Oil & Gas Journal
HOUSTON, Nov. 14 -- The US Mineral Management Service has proposed that wells with subsea wellheads completed after Jan. 1, 2005, have the means for monitoring casing pressures.
MMS issued a notice of proposed rulemaking to amend its regulations for oil and gas well completion operations. Under the proposal, published in the Nov. 9 Federal Register, operators would have until Jan. 8 to comment on the proposed rule.
The requirement represents a technical challenge to existing subsea wellhead designs, where casing annuli are isolated once subsequent casing strings are landed in the wellhead during the completion of wells, according to wellhead manufacturers. Unlike land and platform surface wellheads, which have the capability to monitor pressure between casing stings, penetrations into the subsea wellhead system are intentionally minimized to reduce possible leak paths, preventing operators from monitoring casing annuli pressures.
The MMS estimates the operators' economic impact to be about 5% of the $3.5 million cost for an existing subsea wellhead, or an incremental cost of about $175,000/well.
Bobby Voss, project development manager for ABB Vetco Gray Inc., Houston, said this might be reasonable for the equipment costs. He said there could be other operational costs associated with the rule implementation.
Voss said the proposed rule revision is driven by concerns of annular fluid thermal expansion that could cause high pressure that, with existing subsea wellheads, cannot be monitored. This is a particular concern with high-temperature, high-pressure wells or when large temperature fluctuations between producing and shut-in conditions result in thermal expansion of annular fluids, he said.

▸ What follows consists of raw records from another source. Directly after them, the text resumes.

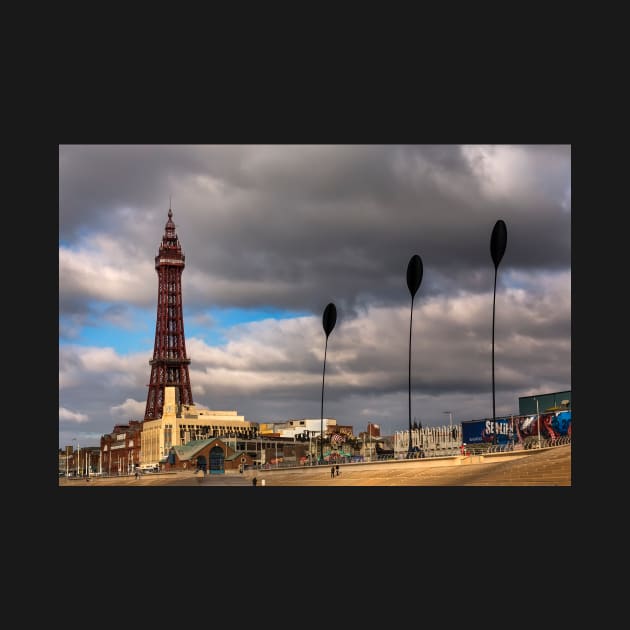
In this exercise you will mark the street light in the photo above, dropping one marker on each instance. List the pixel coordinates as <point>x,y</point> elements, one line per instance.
<point>538,421</point>
<point>73,453</point>
<point>498,243</point>
<point>414,278</point>
<point>450,426</point>
<point>329,319</point>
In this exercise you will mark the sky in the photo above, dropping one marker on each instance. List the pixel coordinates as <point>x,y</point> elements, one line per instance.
<point>271,235</point>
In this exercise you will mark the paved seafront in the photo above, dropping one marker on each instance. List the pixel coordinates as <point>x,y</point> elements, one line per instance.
<point>544,467</point>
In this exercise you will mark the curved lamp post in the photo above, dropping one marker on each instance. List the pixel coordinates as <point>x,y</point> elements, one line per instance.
<point>328,321</point>
<point>498,243</point>
<point>414,278</point>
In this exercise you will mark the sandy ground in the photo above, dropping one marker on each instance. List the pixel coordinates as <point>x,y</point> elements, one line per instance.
<point>545,467</point>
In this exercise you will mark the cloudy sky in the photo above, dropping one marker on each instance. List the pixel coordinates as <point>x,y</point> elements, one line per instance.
<point>272,234</point>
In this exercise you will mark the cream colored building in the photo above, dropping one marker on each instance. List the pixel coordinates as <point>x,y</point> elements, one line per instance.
<point>177,427</point>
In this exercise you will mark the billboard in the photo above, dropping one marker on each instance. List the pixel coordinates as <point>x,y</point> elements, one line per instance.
<point>497,431</point>
<point>552,425</point>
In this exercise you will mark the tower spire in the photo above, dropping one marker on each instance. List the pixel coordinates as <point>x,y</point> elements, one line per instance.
<point>169,365</point>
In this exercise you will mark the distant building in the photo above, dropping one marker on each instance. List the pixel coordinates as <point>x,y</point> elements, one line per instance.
<point>120,449</point>
<point>181,424</point>
<point>555,401</point>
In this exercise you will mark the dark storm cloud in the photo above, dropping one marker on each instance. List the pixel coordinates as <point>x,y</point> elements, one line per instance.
<point>296,227</point>
<point>329,222</point>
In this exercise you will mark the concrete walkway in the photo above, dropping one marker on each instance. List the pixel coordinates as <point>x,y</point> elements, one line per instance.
<point>544,467</point>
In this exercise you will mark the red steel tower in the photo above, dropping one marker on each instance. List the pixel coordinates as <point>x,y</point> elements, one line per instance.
<point>169,366</point>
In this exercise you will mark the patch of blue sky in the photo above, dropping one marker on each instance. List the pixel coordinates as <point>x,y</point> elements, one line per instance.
<point>128,330</point>
<point>125,329</point>
<point>213,325</point>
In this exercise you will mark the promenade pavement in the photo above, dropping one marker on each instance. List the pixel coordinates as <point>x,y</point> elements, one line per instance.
<point>543,467</point>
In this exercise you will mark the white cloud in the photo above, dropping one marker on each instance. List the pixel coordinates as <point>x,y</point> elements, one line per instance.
<point>72,416</point>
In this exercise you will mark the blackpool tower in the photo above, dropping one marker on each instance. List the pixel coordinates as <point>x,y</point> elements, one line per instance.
<point>169,366</point>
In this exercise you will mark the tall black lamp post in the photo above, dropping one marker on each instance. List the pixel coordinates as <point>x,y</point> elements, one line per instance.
<point>498,243</point>
<point>414,278</point>
<point>328,321</point>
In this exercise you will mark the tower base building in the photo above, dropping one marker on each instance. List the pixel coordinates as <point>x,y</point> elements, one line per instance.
<point>181,424</point>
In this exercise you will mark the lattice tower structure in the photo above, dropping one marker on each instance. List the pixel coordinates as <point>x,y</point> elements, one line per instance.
<point>169,366</point>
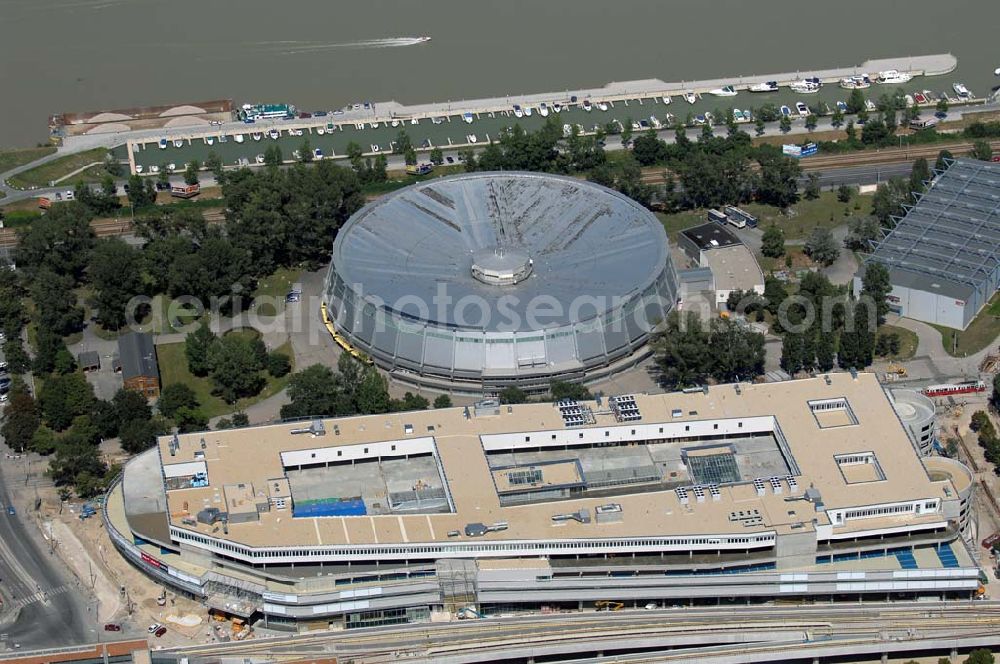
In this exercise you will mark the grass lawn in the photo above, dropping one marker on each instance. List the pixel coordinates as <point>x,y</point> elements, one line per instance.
<point>53,170</point>
<point>13,158</point>
<point>907,341</point>
<point>173,369</point>
<point>982,331</point>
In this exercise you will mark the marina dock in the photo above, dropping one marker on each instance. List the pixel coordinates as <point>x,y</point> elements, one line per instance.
<point>376,126</point>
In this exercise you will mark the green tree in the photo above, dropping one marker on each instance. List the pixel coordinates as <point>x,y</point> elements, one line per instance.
<point>236,365</point>
<point>773,242</point>
<point>919,174</point>
<point>116,274</point>
<point>812,190</point>
<point>876,284</point>
<point>844,193</point>
<point>191,172</point>
<point>373,393</point>
<point>22,417</point>
<point>981,150</point>
<point>198,346</point>
<point>682,351</point>
<point>278,364</point>
<point>64,397</point>
<point>821,247</point>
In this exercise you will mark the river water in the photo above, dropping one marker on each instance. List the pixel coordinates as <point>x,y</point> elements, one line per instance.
<point>78,55</point>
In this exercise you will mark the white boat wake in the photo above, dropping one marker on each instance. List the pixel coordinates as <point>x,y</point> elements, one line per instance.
<point>295,48</point>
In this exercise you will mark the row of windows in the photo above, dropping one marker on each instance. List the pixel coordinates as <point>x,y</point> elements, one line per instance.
<point>442,549</point>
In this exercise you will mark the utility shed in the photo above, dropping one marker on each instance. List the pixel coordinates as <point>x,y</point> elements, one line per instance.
<point>944,254</point>
<point>140,371</point>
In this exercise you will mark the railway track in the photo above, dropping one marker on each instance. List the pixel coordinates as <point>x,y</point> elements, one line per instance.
<point>657,174</point>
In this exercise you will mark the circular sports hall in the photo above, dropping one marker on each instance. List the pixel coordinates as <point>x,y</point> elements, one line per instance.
<point>480,281</point>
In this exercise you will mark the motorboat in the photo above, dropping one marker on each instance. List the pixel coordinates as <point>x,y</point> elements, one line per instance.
<point>724,91</point>
<point>806,86</point>
<point>855,82</point>
<point>894,76</point>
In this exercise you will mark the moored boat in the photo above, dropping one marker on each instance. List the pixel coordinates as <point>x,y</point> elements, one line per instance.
<point>724,91</point>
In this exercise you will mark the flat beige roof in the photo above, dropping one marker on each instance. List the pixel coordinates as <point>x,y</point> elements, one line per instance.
<point>734,268</point>
<point>252,456</point>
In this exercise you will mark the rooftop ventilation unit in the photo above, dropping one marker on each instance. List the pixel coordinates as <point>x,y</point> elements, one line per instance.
<point>625,408</point>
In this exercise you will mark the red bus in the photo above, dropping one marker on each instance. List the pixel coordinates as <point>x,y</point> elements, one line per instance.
<point>970,387</point>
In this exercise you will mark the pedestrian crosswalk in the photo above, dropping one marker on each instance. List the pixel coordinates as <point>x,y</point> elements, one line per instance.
<point>40,596</point>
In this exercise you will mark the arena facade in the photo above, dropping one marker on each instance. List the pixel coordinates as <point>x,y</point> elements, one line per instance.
<point>486,280</point>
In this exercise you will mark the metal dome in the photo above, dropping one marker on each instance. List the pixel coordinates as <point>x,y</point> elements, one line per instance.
<point>500,278</point>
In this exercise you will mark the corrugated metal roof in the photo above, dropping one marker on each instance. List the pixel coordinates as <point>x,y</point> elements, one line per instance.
<point>138,356</point>
<point>949,241</point>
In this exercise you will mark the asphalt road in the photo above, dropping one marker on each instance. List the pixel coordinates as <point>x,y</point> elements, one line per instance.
<point>43,606</point>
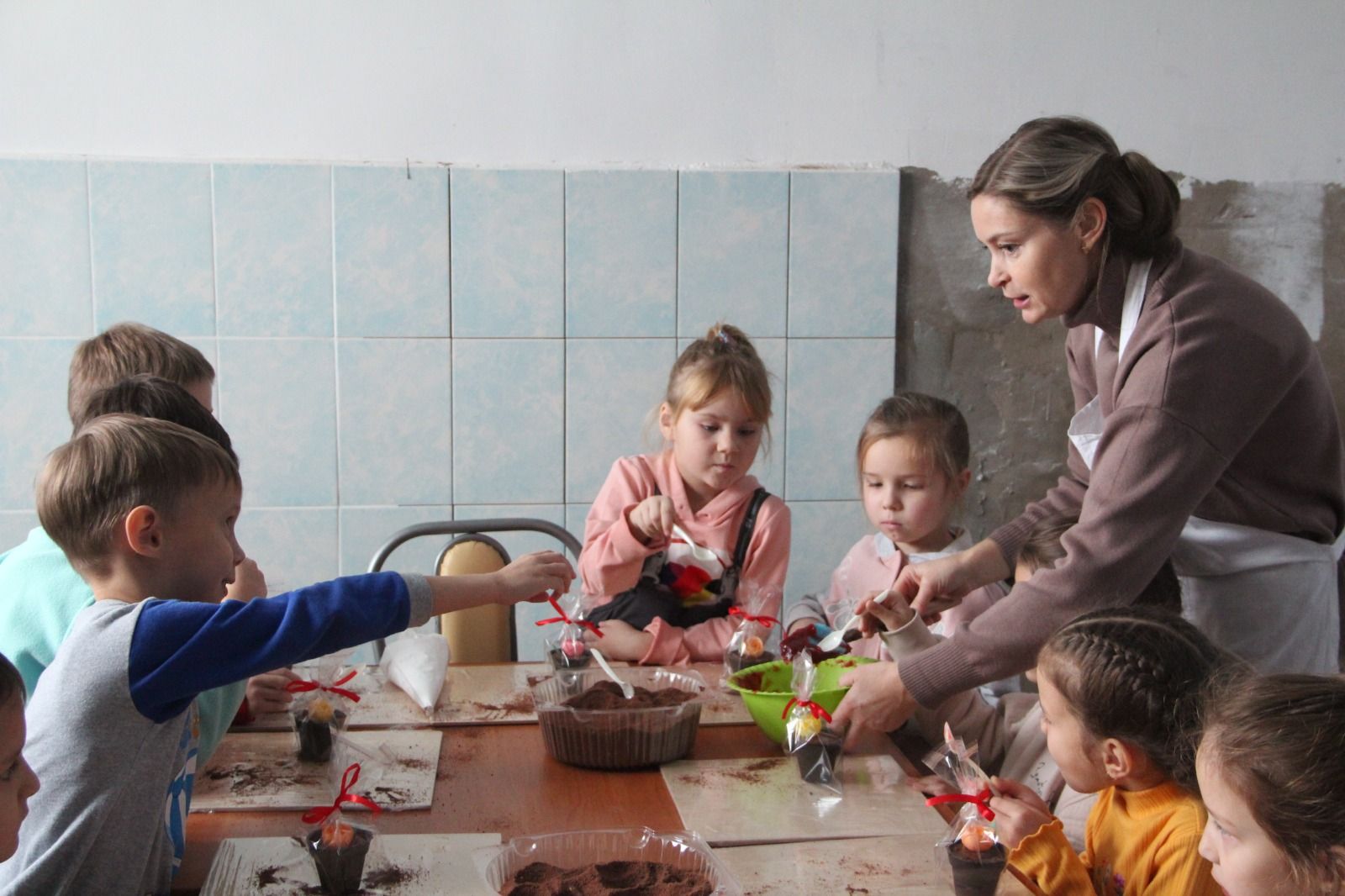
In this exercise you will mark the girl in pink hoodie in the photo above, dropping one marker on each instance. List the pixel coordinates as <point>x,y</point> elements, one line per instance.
<point>657,598</point>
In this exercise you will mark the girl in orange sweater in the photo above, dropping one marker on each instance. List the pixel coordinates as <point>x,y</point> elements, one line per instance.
<point>1120,701</point>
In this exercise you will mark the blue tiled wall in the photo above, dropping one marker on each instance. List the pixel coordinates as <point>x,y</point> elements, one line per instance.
<point>462,343</point>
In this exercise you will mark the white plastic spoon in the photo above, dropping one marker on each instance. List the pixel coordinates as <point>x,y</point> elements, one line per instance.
<point>837,635</point>
<point>704,555</point>
<point>627,690</point>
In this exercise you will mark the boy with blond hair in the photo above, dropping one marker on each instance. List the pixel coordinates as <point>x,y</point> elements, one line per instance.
<point>145,508</point>
<point>40,593</point>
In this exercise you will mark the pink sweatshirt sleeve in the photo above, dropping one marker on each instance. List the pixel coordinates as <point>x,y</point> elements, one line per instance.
<point>767,564</point>
<point>612,556</point>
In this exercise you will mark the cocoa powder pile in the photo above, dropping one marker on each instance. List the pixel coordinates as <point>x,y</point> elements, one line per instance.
<point>609,878</point>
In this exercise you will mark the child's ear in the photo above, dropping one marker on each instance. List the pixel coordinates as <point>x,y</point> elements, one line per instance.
<point>1118,757</point>
<point>666,421</point>
<point>145,530</point>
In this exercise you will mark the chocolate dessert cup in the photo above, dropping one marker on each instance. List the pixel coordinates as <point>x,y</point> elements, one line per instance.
<point>315,737</point>
<point>340,868</point>
<point>977,873</point>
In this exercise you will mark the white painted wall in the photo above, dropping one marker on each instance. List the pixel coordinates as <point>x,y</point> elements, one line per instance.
<point>1216,89</point>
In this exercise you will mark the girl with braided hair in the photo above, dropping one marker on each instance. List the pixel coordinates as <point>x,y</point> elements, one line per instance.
<point>1120,700</point>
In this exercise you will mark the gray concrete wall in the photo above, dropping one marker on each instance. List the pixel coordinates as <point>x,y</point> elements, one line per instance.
<point>959,340</point>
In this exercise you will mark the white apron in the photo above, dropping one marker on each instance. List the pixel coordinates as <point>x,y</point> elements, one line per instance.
<point>1266,596</point>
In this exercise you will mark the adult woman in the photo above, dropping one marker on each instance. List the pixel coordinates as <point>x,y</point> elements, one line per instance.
<point>1205,430</point>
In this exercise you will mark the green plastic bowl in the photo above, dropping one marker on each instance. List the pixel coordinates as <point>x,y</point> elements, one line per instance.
<point>773,694</point>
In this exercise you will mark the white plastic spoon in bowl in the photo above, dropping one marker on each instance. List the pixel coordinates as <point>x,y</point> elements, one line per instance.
<point>627,690</point>
<point>833,640</point>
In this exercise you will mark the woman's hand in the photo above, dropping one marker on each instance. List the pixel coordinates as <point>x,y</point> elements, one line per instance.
<point>939,584</point>
<point>1020,811</point>
<point>876,700</point>
<point>620,640</point>
<point>889,615</point>
<point>652,519</point>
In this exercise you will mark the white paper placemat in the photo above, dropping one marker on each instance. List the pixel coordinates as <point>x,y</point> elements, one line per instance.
<point>763,801</point>
<point>408,865</point>
<point>261,771</point>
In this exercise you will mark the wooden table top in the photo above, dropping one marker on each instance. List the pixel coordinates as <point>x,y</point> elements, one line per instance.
<point>499,779</point>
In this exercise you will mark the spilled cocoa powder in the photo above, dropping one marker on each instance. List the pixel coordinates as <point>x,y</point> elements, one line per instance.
<point>609,878</point>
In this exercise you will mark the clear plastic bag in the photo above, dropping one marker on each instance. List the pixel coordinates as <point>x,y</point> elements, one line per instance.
<point>322,709</point>
<point>757,636</point>
<point>338,846</point>
<point>970,851</point>
<point>809,734</point>
<point>565,647</point>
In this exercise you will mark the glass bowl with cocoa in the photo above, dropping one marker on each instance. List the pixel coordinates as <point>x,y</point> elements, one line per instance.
<point>636,860</point>
<point>585,720</point>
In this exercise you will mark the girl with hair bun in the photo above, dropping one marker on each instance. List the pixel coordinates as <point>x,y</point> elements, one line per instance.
<point>657,598</point>
<point>1204,430</point>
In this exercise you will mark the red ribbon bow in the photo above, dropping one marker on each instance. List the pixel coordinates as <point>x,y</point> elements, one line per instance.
<point>764,620</point>
<point>567,619</point>
<point>818,712</point>
<point>303,683</point>
<point>347,781</point>
<point>979,801</point>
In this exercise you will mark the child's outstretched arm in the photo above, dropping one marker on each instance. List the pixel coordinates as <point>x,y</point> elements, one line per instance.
<point>181,649</point>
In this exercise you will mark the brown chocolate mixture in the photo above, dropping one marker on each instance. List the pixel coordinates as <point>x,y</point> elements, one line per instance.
<point>609,878</point>
<point>607,694</point>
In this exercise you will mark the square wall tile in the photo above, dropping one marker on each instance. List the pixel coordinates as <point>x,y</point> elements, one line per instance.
<point>363,530</point>
<point>152,245</point>
<point>390,250</point>
<point>15,526</point>
<point>833,387</point>
<point>279,403</point>
<point>576,517</point>
<point>33,412</point>
<point>509,410</point>
<point>273,250</point>
<point>293,546</point>
<point>620,253</point>
<point>45,288</point>
<point>602,423</point>
<point>530,635</point>
<point>396,421</point>
<point>770,463</point>
<point>733,233</point>
<point>822,533</point>
<point>844,253</point>
<point>509,253</point>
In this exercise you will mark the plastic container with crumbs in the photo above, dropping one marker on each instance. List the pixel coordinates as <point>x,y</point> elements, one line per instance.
<point>618,853</point>
<point>615,739</point>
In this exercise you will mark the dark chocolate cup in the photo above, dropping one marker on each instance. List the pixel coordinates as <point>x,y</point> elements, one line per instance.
<point>977,873</point>
<point>315,739</point>
<point>340,871</point>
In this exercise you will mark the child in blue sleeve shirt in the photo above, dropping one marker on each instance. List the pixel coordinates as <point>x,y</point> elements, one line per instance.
<point>145,509</point>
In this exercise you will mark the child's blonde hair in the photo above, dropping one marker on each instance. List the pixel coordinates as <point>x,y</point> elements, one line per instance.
<point>1278,743</point>
<point>113,465</point>
<point>128,349</point>
<point>721,361</point>
<point>1136,674</point>
<point>936,427</point>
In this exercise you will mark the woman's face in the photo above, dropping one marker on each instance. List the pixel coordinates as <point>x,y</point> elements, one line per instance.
<point>1040,266</point>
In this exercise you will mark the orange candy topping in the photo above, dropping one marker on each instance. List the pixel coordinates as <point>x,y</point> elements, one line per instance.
<point>336,835</point>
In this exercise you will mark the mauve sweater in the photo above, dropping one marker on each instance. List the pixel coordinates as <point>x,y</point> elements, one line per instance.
<point>1221,409</point>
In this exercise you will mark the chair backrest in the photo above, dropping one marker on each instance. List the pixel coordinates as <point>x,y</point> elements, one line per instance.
<point>479,634</point>
<point>474,528</point>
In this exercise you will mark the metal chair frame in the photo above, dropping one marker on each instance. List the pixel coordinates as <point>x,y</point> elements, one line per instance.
<point>471,530</point>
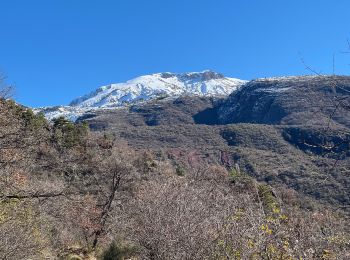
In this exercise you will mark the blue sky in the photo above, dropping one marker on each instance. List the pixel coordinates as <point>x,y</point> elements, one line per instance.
<point>56,50</point>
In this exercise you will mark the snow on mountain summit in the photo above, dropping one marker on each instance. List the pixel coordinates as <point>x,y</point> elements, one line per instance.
<point>148,87</point>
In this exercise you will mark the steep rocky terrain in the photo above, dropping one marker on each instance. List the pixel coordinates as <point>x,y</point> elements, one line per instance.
<point>147,88</point>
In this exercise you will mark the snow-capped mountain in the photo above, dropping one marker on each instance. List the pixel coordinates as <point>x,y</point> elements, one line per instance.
<point>144,88</point>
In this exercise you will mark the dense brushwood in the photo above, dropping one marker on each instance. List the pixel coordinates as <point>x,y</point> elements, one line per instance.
<point>68,193</point>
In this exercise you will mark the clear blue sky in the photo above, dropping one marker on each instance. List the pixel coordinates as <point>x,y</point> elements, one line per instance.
<point>56,50</point>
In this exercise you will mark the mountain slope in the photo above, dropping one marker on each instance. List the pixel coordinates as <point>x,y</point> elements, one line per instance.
<point>148,87</point>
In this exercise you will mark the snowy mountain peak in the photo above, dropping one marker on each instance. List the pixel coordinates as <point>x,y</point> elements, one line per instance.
<point>148,87</point>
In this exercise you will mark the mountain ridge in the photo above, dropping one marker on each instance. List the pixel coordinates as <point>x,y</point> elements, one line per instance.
<point>144,88</point>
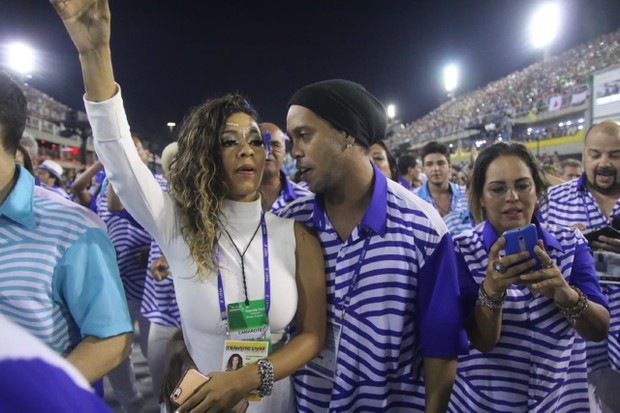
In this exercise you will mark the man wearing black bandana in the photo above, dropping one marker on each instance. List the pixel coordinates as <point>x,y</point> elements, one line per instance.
<point>394,322</point>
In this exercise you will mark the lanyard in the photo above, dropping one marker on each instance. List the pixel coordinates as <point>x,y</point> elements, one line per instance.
<point>220,284</point>
<point>346,299</point>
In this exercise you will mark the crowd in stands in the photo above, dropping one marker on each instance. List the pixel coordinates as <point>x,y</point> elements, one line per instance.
<point>525,92</point>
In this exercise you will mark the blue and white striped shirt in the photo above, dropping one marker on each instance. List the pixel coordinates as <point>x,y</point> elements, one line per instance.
<point>290,191</point>
<point>159,303</point>
<point>404,307</point>
<point>58,273</point>
<point>572,203</point>
<point>35,379</point>
<point>539,363</point>
<point>131,242</point>
<point>459,219</point>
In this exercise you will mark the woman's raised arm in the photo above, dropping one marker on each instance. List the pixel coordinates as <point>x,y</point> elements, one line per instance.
<point>88,25</point>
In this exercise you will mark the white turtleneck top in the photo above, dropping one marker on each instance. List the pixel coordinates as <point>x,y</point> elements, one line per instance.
<point>198,302</point>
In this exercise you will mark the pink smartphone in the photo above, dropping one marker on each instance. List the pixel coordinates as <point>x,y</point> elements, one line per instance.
<point>191,380</point>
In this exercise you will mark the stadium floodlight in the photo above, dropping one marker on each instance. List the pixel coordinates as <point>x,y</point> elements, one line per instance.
<point>544,25</point>
<point>171,126</point>
<point>450,79</point>
<point>21,58</point>
<point>391,111</point>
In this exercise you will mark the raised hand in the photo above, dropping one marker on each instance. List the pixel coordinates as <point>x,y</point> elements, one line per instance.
<point>86,21</point>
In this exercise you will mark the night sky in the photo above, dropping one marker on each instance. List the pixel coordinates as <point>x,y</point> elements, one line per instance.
<point>170,56</point>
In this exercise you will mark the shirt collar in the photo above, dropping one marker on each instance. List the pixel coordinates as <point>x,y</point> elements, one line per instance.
<point>404,182</point>
<point>424,192</point>
<point>287,191</point>
<point>375,217</point>
<point>490,237</point>
<point>582,184</point>
<point>18,206</point>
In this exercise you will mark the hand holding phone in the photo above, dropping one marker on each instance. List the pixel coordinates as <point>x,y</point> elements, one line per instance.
<point>607,231</point>
<point>522,239</point>
<point>189,383</point>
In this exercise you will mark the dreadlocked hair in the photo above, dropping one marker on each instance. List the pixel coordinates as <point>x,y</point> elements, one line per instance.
<point>197,178</point>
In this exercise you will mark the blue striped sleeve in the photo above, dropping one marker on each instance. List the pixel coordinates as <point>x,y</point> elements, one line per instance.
<point>442,331</point>
<point>87,279</point>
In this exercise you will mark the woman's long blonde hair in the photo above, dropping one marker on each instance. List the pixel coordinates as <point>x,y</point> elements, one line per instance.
<point>197,178</point>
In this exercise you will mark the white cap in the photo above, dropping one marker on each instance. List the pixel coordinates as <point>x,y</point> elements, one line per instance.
<point>53,167</point>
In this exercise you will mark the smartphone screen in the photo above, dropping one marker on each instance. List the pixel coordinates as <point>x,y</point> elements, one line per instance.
<point>522,239</point>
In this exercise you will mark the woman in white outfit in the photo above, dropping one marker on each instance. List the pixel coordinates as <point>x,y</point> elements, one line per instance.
<point>230,260</point>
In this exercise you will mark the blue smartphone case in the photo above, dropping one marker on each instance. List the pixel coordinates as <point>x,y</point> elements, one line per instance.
<point>522,239</point>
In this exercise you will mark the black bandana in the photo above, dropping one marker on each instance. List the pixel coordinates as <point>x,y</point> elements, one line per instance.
<point>347,106</point>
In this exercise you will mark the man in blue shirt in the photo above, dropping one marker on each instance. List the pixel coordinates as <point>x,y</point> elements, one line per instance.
<point>449,199</point>
<point>277,191</point>
<point>59,279</point>
<point>589,202</point>
<point>394,321</point>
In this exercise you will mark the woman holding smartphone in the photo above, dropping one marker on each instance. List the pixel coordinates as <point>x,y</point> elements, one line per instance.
<point>241,276</point>
<point>526,327</point>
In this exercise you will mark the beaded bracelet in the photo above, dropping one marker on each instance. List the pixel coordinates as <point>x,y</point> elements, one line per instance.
<point>486,300</point>
<point>575,311</point>
<point>267,377</point>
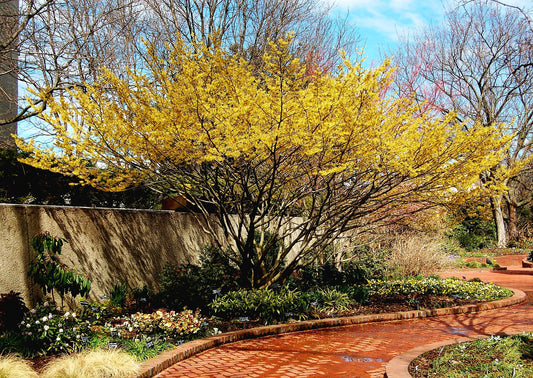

Jim Regg, chief of technical assessment and operations support for MMS's Gulf of Mexico (GOM) region said the MMS has been willing to grant departure requests for GOM wells with subsea trees. He said MMS has done so based on a higher level of design and the application of best cementing practices that go into deepwater wells (OGJ, July 2, 2001, p. 37).
Regg said the higher level of design is apparent from the permitting documentation and completion reviews for deepwater wells. However, the fact remains that by not being able to measure pressures in the annuli, the industry is operating blind in this regard. Regg said MMS encourages operators to think out of the box to develop technologies and methods for safely completing and operating oil and gas wells in the deepwater GOM.
Senior drilling personnel with several major operators in the Gulf of Mexico had little comment yet on the proposed rulemaking. One operating company employee said the narrow window between pore pressure and fracture gradient in the GOM, generally requiring a large number of casing strings, results in well completions that inherently should have fewer annuli pressure problems.
Other provisions of the proposed rule change will affect lease transfers. In the course of lease transfers, MMS proposes that the current lease operators be required to review all casing data and provide reports on the status of all wells with sustained casing pressure (SCP) to both the MMS and the new operator.
The proposed rulemaking also seeks to codify existing MMS procedures requiring operators to request a departure from MMS regulations to operate wells that have SCP, ensuring uniform regulatory practices among MMS regional offices.
For several decades, the MMS has required operators to monitor and diagnostically evaluate any measured casing pressure in oil and gas wells. MMS defines casing pressures to be either sustained or unsustained.
Unsustained pressure can occur through gas-lift or water-injection pressure which operators impose on the well. Thermal expansion of existing casing annuli fluids can also create unsustained casing pressure, which can raise well integrity concerns depending on the magnitude of temperature change as wells are produced and shut-in.
SCP occurs between a well's casing and tubing, or between strings of casing, if pressure rebuilds after being bled down. MMS says that data gathered indicates SCP is caused by leaks in production tubing, tubing connectors, in seals, and in other equipment. Poor casing cement bond and channeling in cemented annuli can also cause SCP.
Left uncontrolled, according to MMS, SCP represents a safety hazard. During the period 1980 to 1990, the oil and gas industry in the Gulf of Mexico suffered four serious accidents as a result of high SCP, and the lack of proper control and monitoring of these pressures.
In response, MMS developed a policy for the GOM outer continental shelf, which has evolved into the current regulation 30 CFR 250.517, under which lessees must effectively monitor the SCP of wells in an attempt to avoid future accidents.
MMS has interpreted the regulation to mean that no SCP is to be maintained on any annulus of an OCS well, for normal operation. Lessees may operate wells with SCP after obtaining MMS approval of a departure request. The lessee must perform diagnostic tests of the casing pressure and report all casing annuli pressures in order to submit the departure request.